COVID-19 vaccines have arrived. For much of the medical community, the vaccines bring sincere hope and optimism that the end of this pandemic is finally in sight.
However, the next challenge for physicians and health educators is helping the public understand the importance of receiving the vaccine once it is available to them.
In an op-ed in Arkansas Business (log-in may be required), Brookshield Laurent, D.O., associate professor and chair of Clinical Specialties at NYITCOM-Arkansas, addresses the public uncertainty that exists while explaining her confidence in the vaccine.
“As a physician who provides care, I inform my patients of the possibilities of side effects and adverse reactions of any medication or tool of prevention I offer them,” Laurent writes. “Explaining the context of safety and risk is so key in these discussions. The answer for these vaccines is clear: the risk of becoming very ill is much greater than the risk of side effects or likelihood of adverse reactions.”
Laurent explains in the approximately 1.9 million vaccine doses distributed by the end of December, only 21 cases of anaphylaxis occurred. That low number, combined with the positive results from the nearly 75,000 participants in the three-phase trials led by Pfizer and Moderna prior before receiving Emergency Use Authorization (EAU), have led many physicians to confidently recommend that their patients get vaccinated as soon as they can.
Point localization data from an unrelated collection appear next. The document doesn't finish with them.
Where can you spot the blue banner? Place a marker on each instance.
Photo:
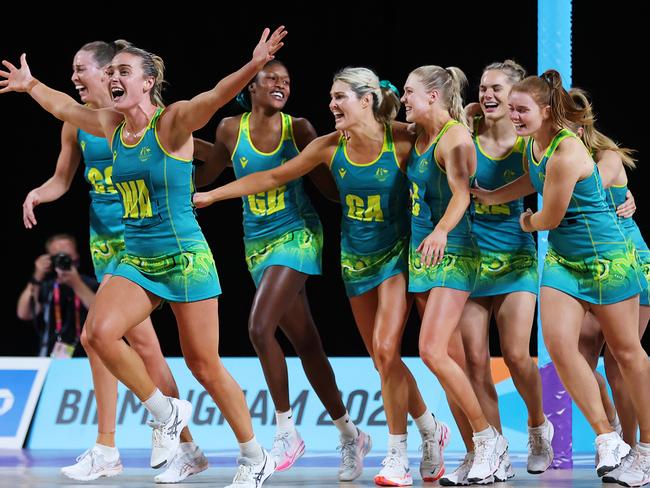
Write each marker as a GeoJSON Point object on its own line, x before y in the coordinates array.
{"type": "Point", "coordinates": [66, 414]}
{"type": "Point", "coordinates": [21, 380]}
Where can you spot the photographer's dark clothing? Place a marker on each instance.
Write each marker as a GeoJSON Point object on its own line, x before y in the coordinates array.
{"type": "Point", "coordinates": [62, 314]}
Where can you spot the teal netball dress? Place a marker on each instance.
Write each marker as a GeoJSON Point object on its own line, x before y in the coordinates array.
{"type": "Point", "coordinates": [588, 256]}
{"type": "Point", "coordinates": [106, 227]}
{"type": "Point", "coordinates": [281, 227]}
{"type": "Point", "coordinates": [616, 195]}
{"type": "Point", "coordinates": [430, 195]}
{"type": "Point", "coordinates": [508, 254]}
{"type": "Point", "coordinates": [374, 222]}
{"type": "Point", "coordinates": [166, 253]}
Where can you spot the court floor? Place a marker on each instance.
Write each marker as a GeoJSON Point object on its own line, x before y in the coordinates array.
{"type": "Point", "coordinates": [40, 468]}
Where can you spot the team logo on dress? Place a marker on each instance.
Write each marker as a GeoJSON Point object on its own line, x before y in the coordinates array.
{"type": "Point", "coordinates": [509, 175]}
{"type": "Point", "coordinates": [381, 174]}
{"type": "Point", "coordinates": [145, 154]}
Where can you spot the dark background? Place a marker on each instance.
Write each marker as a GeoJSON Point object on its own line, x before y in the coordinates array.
{"type": "Point", "coordinates": [199, 49]}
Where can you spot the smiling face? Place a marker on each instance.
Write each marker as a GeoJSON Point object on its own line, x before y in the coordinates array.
{"type": "Point", "coordinates": [127, 82]}
{"type": "Point", "coordinates": [346, 107]}
{"type": "Point", "coordinates": [271, 87]}
{"type": "Point", "coordinates": [525, 113]}
{"type": "Point", "coordinates": [417, 102]}
{"type": "Point", "coordinates": [88, 78]}
{"type": "Point", "coordinates": [493, 94]}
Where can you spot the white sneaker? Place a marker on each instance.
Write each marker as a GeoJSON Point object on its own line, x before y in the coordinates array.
{"type": "Point", "coordinates": [92, 465]}
{"type": "Point", "coordinates": [459, 476]}
{"type": "Point", "coordinates": [504, 472]}
{"type": "Point", "coordinates": [166, 436]}
{"type": "Point", "coordinates": [396, 471]}
{"type": "Point", "coordinates": [487, 453]}
{"type": "Point", "coordinates": [352, 454]}
{"type": "Point", "coordinates": [287, 448]}
{"type": "Point", "coordinates": [613, 475]}
{"type": "Point", "coordinates": [432, 465]}
{"type": "Point", "coordinates": [611, 450]}
{"type": "Point", "coordinates": [251, 475]}
{"type": "Point", "coordinates": [638, 473]}
{"type": "Point", "coordinates": [540, 449]}
{"type": "Point", "coordinates": [189, 460]}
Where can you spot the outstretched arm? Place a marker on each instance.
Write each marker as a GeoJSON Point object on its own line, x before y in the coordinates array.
{"type": "Point", "coordinates": [59, 183]}
{"type": "Point", "coordinates": [99, 122]}
{"type": "Point", "coordinates": [191, 115]}
{"type": "Point", "coordinates": [315, 153]}
{"type": "Point", "coordinates": [218, 157]}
“Anyone who experiences adverse effects is not a light matter,” Laurent writes. “But the overwhelming benefits of vaccine to people and society outweigh the risks for adverse reactions. We must compare that to the virus itself, which has infected more than 70 million people globally and killed approximately 1.6 million, including more than 400,000 in the United States. In addition to death and illness, the virus has caused devastation to economies and health systems around the world.”
Laurent received her first dose of the Pfizer vaccine in December and the second in mid-January. While she experienced a few hours of achiness at the site of injection, her side effects were mild.
“I realize it can be difficult to wade through waves of information as you attempt to make the best decision for yourself and your family,” Laurent writes. “I can tell you that I confidently advise my patients to get the vaccine as soon as it’s available to them. I trust the science, and I’m confident in its effectiveness.”